Among other negatives, swallow-wort tricks monarch butterflies into laying eggs on its leaves, where larvae starve because they can’t eat swallow-wort foliage. Struggling monarchs don’t need this added trouble.

A monarch nectaring on the real thing, native showy milkweeed

    Boston’s Arnold Arboretum started releasing the Ukrainian moths this spring and saw them defoliate swallow-wort significantly in a test plot. Biocontrol is particularly welcome in the case of swallow-wort, because it’s really hard to pull out. Stems break off at ground level and send up new stalks. Some towns have asked Boy and Girl Scouts to pick unripe pods of swallow-wort vines and dispose of them before they can spread their seeds to the wind. This still sounds like a good idea, because the moths aren’t expected to wipe out swallow-wort, just reduce and control its population and spread.


    Meanwhile, scientists at the University of Rhode Island are working to establish the best predators for red lily beetles (Lilioceris lilii) that chew lilies, especially the Asiatic species, into unsightly stumps covered with beetle excrement. They've released three kinds of parasitoid wasps and are achieving some success.
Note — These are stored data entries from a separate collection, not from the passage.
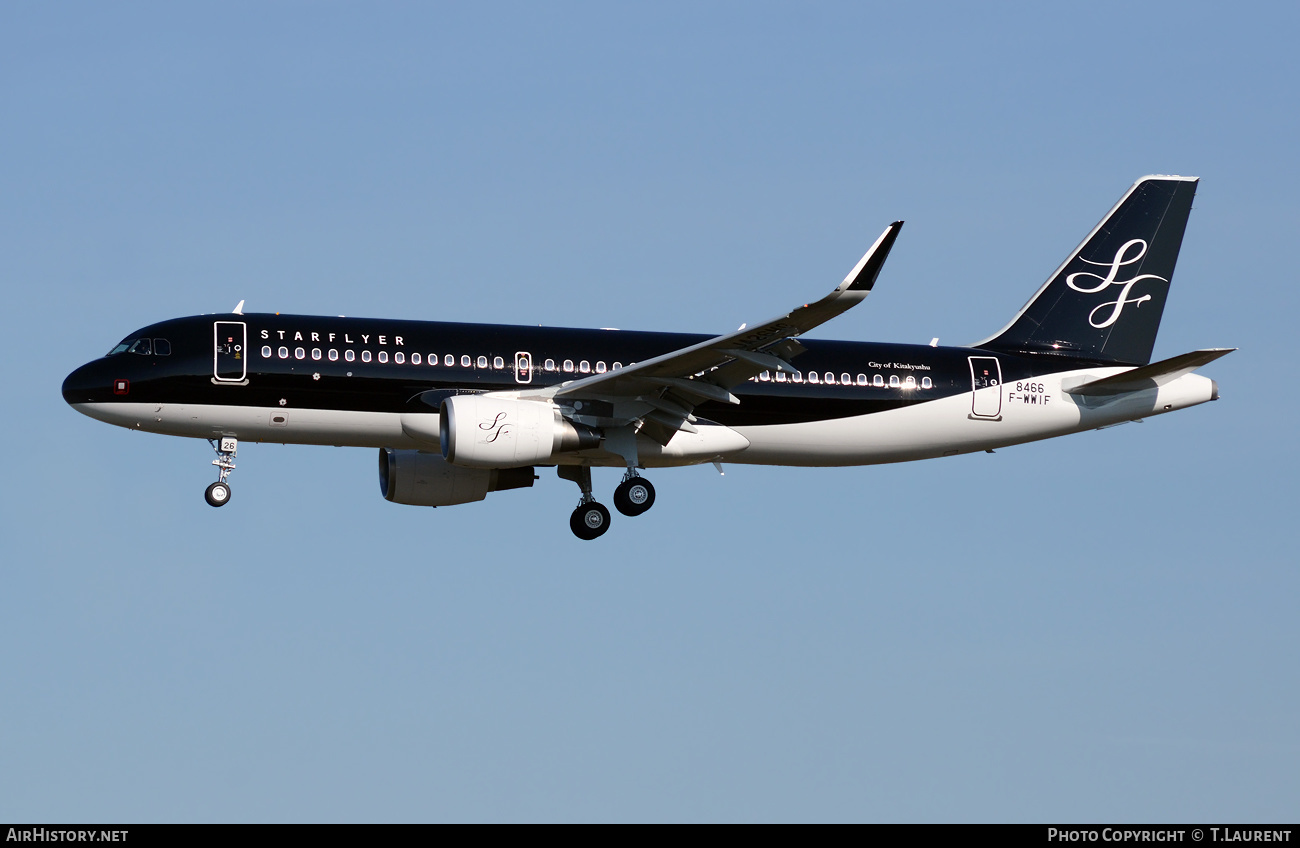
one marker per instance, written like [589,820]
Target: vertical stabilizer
[1105,301]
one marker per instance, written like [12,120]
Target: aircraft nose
[86,385]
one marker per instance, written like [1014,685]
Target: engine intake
[420,479]
[484,432]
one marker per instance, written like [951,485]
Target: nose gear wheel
[219,493]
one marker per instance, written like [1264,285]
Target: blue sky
[1092,628]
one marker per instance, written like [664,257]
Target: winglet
[863,275]
[1149,376]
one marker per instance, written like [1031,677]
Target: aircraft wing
[661,393]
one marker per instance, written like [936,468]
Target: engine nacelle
[484,432]
[420,479]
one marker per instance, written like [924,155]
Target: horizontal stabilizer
[1149,376]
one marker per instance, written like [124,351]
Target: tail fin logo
[1117,306]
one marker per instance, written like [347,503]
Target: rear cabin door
[230,351]
[986,388]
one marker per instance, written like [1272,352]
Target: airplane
[459,411]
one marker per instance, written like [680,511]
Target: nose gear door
[230,351]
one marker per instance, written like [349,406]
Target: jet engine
[420,479]
[484,432]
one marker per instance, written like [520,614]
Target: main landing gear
[635,494]
[219,493]
[592,519]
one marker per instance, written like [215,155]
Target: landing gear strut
[590,519]
[635,494]
[219,493]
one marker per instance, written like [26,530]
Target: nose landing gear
[219,493]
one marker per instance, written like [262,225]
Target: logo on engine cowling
[494,428]
[1117,306]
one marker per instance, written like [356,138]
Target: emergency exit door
[230,351]
[986,388]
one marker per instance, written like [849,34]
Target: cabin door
[986,388]
[230,351]
[523,367]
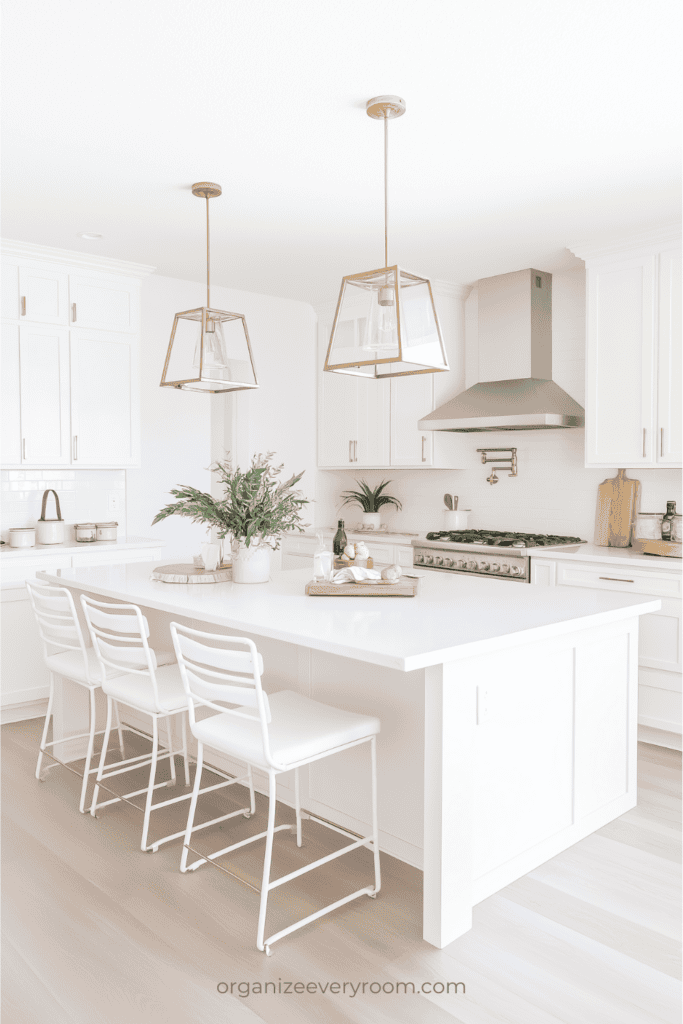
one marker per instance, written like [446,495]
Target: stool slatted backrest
[211,673]
[57,621]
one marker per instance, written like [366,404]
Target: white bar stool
[65,654]
[275,733]
[119,635]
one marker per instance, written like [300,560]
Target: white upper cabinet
[633,357]
[103,386]
[412,397]
[71,353]
[44,391]
[43,296]
[671,371]
[10,414]
[102,304]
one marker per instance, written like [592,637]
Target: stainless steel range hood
[514,345]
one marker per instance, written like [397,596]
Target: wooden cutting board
[407,587]
[619,501]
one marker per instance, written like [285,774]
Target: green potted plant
[371,501]
[255,511]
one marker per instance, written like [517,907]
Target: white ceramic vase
[372,520]
[250,564]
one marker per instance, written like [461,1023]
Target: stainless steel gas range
[485,552]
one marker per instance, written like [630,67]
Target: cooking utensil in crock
[50,530]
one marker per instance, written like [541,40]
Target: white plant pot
[251,564]
[372,520]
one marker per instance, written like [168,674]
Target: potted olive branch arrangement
[255,511]
[371,501]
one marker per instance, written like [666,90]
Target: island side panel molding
[451,711]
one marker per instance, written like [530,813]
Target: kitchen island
[508,712]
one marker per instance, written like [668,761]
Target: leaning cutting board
[407,587]
[619,501]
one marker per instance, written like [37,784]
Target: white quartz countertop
[623,556]
[451,617]
[55,549]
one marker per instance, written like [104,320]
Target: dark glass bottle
[667,520]
[339,542]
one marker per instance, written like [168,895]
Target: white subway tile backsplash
[83,496]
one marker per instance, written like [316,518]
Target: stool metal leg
[102,756]
[46,727]
[266,862]
[88,756]
[153,775]
[193,806]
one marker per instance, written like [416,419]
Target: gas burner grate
[503,539]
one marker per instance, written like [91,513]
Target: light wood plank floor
[95,932]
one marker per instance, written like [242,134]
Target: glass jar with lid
[648,525]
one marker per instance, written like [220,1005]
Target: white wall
[552,493]
[183,432]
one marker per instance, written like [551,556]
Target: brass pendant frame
[379,361]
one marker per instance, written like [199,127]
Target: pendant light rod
[207,190]
[386,108]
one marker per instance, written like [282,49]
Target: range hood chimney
[516,390]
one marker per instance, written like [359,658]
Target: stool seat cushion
[299,728]
[136,690]
[70,664]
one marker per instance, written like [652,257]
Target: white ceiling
[529,126]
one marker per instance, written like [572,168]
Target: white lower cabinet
[659,655]
[25,683]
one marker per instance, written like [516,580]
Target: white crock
[251,564]
[22,537]
[372,520]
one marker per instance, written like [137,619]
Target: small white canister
[107,530]
[86,532]
[23,537]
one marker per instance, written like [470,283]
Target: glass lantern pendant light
[385,324]
[209,349]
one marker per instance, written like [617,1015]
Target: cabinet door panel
[671,370]
[44,296]
[103,305]
[373,420]
[10,291]
[620,422]
[412,397]
[44,390]
[11,419]
[102,398]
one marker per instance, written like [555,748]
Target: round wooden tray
[189,573]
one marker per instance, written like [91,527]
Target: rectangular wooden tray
[406,587]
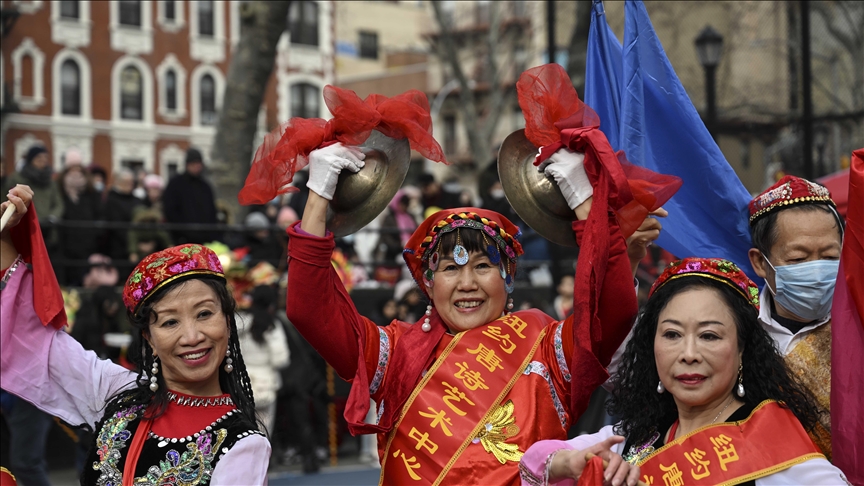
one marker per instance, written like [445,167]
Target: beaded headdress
[717,269]
[160,268]
[422,252]
[788,191]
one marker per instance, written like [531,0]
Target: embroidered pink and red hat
[717,269]
[788,191]
[160,268]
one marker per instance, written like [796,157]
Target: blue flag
[645,111]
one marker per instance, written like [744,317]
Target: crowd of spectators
[146,213]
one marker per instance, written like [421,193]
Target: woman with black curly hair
[186,415]
[703,396]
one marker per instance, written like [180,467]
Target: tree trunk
[261,24]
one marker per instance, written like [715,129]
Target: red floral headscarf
[160,268]
[717,269]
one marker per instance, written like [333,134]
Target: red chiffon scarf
[286,149]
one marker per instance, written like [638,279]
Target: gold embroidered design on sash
[501,426]
[810,363]
[458,400]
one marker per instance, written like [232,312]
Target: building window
[205,18]
[171,90]
[449,134]
[69,9]
[130,12]
[170,14]
[70,88]
[369,45]
[208,100]
[303,23]
[305,100]
[131,94]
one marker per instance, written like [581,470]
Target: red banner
[457,398]
[731,453]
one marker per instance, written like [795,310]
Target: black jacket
[189,199]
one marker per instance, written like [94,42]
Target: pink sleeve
[533,464]
[245,463]
[532,467]
[48,367]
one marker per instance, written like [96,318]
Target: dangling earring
[426,326]
[153,371]
[740,388]
[228,366]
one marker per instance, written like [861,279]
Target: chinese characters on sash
[495,344]
[699,464]
[728,453]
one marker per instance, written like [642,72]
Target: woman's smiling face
[468,296]
[696,348]
[189,333]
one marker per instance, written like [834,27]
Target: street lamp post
[709,48]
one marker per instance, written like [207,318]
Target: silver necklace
[724,409]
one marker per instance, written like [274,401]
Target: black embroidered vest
[187,460]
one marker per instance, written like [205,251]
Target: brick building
[134,83]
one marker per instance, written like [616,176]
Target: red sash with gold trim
[771,439]
[456,396]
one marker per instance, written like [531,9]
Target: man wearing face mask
[797,234]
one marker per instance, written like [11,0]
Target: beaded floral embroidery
[111,439]
[193,467]
[559,352]
[637,453]
[383,358]
[539,368]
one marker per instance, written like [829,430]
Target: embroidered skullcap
[787,192]
[497,228]
[166,266]
[717,269]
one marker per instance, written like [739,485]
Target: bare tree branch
[262,23]
[847,41]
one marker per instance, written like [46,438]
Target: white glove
[326,163]
[566,167]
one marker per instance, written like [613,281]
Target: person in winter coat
[189,199]
[38,173]
[83,204]
[120,208]
[265,349]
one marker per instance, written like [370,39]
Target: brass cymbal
[535,197]
[361,196]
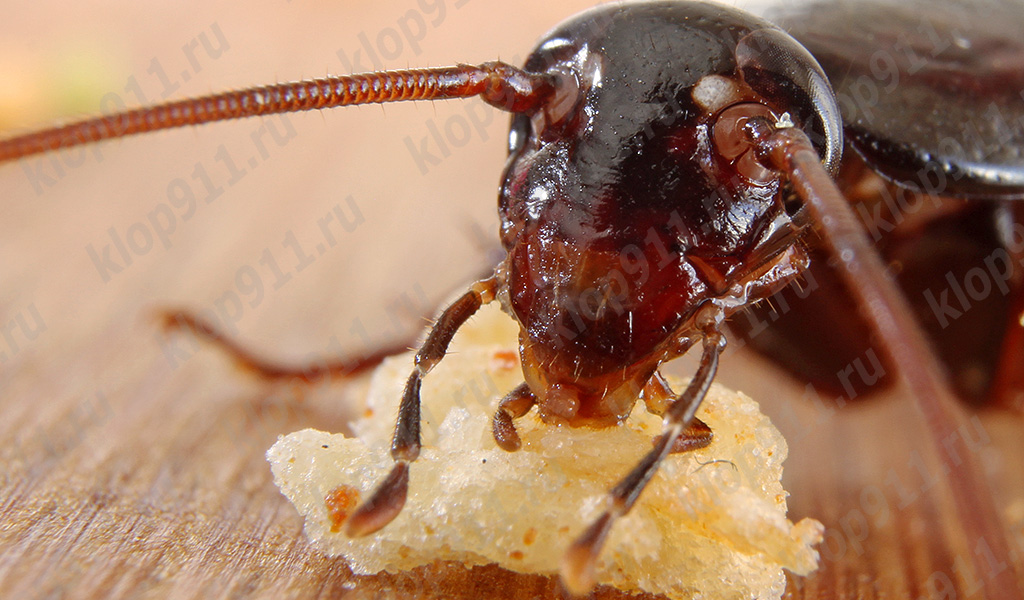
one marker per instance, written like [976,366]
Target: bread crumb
[712,523]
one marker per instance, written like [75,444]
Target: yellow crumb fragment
[711,524]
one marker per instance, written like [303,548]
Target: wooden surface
[133,466]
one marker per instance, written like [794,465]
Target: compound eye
[735,145]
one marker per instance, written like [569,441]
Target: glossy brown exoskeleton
[667,163]
[934,123]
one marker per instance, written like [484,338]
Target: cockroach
[670,164]
[934,124]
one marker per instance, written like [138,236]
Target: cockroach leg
[251,362]
[388,499]
[657,396]
[580,560]
[788,151]
[515,404]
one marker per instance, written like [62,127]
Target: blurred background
[134,463]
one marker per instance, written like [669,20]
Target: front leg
[389,497]
[578,565]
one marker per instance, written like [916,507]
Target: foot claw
[381,508]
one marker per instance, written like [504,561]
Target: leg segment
[515,404]
[387,501]
[578,565]
[658,396]
[247,360]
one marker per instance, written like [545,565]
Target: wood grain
[133,465]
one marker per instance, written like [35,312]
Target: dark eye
[785,75]
[518,133]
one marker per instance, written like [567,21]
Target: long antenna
[791,152]
[499,84]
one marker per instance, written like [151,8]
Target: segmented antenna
[499,84]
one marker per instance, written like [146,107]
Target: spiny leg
[388,499]
[268,370]
[515,404]
[657,396]
[580,560]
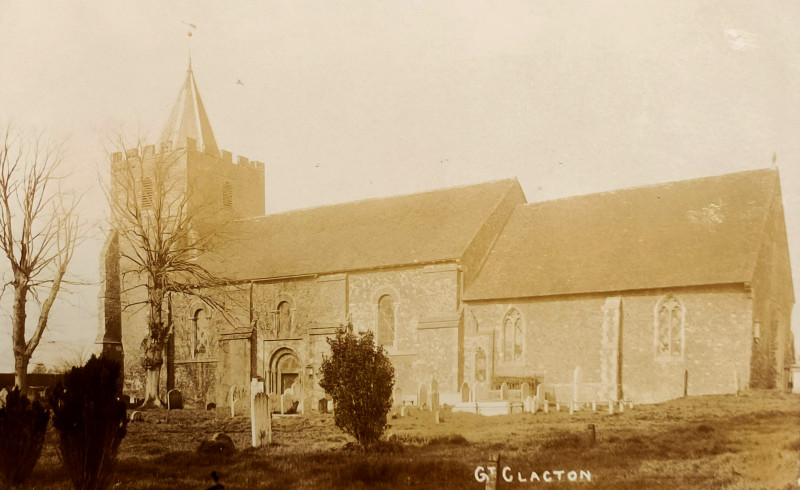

Red lily beetles at work on a lily stem-photo Charles J Sharp

    When I started gardening back in the 1970s, organic gardening guides promoted the idea of companion planting, claiming that interplanting with herbs or annuals would keep chewing insects from damaging vegetable crops. 



    Unfortunately, this conventional wisdom often turns out to be wishful thinking. Thomas Christopher, in a recent blog post, traces the advice back to Ehrenfreid Pfeiffer, an early 20th century soil scientist and advocate of biodynamic gardening. Pfeiffer conducted bogus experiments purporting to show that certain plants were compatible. The idea was picked up and spread by J.I. Rodale, publisher of Organic Gardening. The nasturtiums, alyssum and marigolds I still dot around my vegetable bed originate from this myth. Most gardeners never traced it back to its faulty source.


Marigolds are nice, but they're probably not protecting my vegetable plants

    Christopher directs readers to a reliable review of companion planting by garden designer Robert Kourik. The scientific papers he cites show a more nuanced picture. Many of the usually recommended flowering plants don’t help to defend food plants, but some do attract beneficial insects that can reduce populations of leaf-eaters. Another reminder of the importance of healthy skepticism about gardening advice.